Their gain is your gain.

Bars and restaurants can’t serve you drinks, but Bar 7-Eleven is still open for takeaway, at least. Thanks to Thai craft beer makers Mahanakhon, their typically paltry selection just got better, too.
 
The craft beer brand’s white ale will be available in 330ml cans (B65) at 7-Elevens throughout Bangkok and the neighboring provinces starting Oct 21.
 
Unlike the usual mass market beers in Thailand, which are based on grain bills of rice and wheat, Mahanakhon’s unfiltered white ale is made with local ingredients like Job’s tears and oats to give it a naturally cloudy appearance, as well as spices like orange peel and coriander.
 
Getting a beer like this in 7-Eleven certainly counts as a coup (no pun intended).
 
While Thailand’s craft beer market has boomed over the past decade, the odds remain very much stacked against local beer makers—and importers, for that matter.
 
Dated and often draconian laws make entering the beer business in Thailand a Sisyphean venture—for example, blanket bans on alcohol sales, excessive import and excise duties, and towering barriers to entry that force brewers to produce over one million liters of beer per year to be able to sell it in cans or bottles.
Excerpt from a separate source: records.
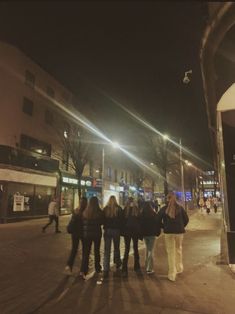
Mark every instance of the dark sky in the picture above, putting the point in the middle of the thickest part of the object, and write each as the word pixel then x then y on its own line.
pixel 134 51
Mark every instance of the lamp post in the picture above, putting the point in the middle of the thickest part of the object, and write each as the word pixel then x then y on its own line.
pixel 103 174
pixel 182 173
pixel 114 145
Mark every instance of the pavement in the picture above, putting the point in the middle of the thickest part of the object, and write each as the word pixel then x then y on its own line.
pixel 32 279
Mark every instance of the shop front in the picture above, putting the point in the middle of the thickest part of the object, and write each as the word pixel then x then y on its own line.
pixel 24 194
pixel 69 191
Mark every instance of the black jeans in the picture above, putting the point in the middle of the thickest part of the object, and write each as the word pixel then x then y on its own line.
pixel 127 240
pixel 87 242
pixel 51 219
pixel 109 236
pixel 75 243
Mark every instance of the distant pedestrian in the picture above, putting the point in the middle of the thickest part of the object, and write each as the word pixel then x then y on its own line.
pixel 201 204
pixel 208 206
pixel 150 229
pixel 112 227
pixel 156 205
pixel 174 219
pixel 53 213
pixel 76 231
pixel 215 204
pixel 92 219
pixel 131 231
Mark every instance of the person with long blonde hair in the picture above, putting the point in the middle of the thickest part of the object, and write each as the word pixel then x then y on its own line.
pixel 75 229
pixel 174 219
pixel 92 219
pixel 131 231
pixel 112 229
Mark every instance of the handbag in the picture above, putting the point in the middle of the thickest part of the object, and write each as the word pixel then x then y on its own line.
pixel 71 225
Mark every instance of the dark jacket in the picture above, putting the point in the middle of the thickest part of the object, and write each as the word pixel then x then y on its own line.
pixel 114 222
pixel 150 225
pixel 75 226
pixel 131 225
pixel 176 225
pixel 92 227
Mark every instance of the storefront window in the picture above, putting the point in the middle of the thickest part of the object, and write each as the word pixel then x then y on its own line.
pixel 42 198
pixel 20 197
pixel 67 197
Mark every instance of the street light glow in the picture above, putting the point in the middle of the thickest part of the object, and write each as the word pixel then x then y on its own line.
pixel 116 145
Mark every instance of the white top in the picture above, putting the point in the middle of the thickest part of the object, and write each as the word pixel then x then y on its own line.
pixel 53 208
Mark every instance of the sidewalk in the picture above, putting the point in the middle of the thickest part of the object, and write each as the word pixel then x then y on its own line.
pixel 205 287
pixel 31 278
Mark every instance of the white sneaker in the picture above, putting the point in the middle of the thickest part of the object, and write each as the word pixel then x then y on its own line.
pixel 179 271
pixel 171 278
pixel 67 270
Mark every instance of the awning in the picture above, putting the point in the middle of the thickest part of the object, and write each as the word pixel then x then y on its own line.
pixel 227 101
pixel 24 177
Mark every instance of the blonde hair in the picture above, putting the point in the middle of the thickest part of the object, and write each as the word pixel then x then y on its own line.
pixel 172 208
pixel 132 208
pixel 111 209
pixel 92 210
Not to mention the market is dominated by just two conglomerates.
 
Even this story falls into a sizable gray area of what is permissible and what is not in Thailand.
 
Any content deemed to be promoting alcohol consumption can be met with a sliding scale of fines. Photos of beer labels and bottles are a hard no, too, hence the pixelated banner image above.
 
Despite the state of the market, Mahanakhon has pressed on with its mission to make quality craft beer accessible throughout Thailand.
 
The brewers began making beer in 20-liter batches in a garage. Their footprint has since expanded across the country to bars, supermarkets like Tops, and now 7-Eleven. Earlier this year, they introduced a new product, their white IPA, as well as a refreshed version of their pale ale.
 
Mahanakhon partner Avi Yashaya says they hope to get their white IPA in 7-Eleven by early 2022, perhaps signaling a greater windfall for consumers in the new year.
 
Maybe by then Thailand will have finally “considered” whether alcoholic beverages can be consumed in bars and restaurants again, too.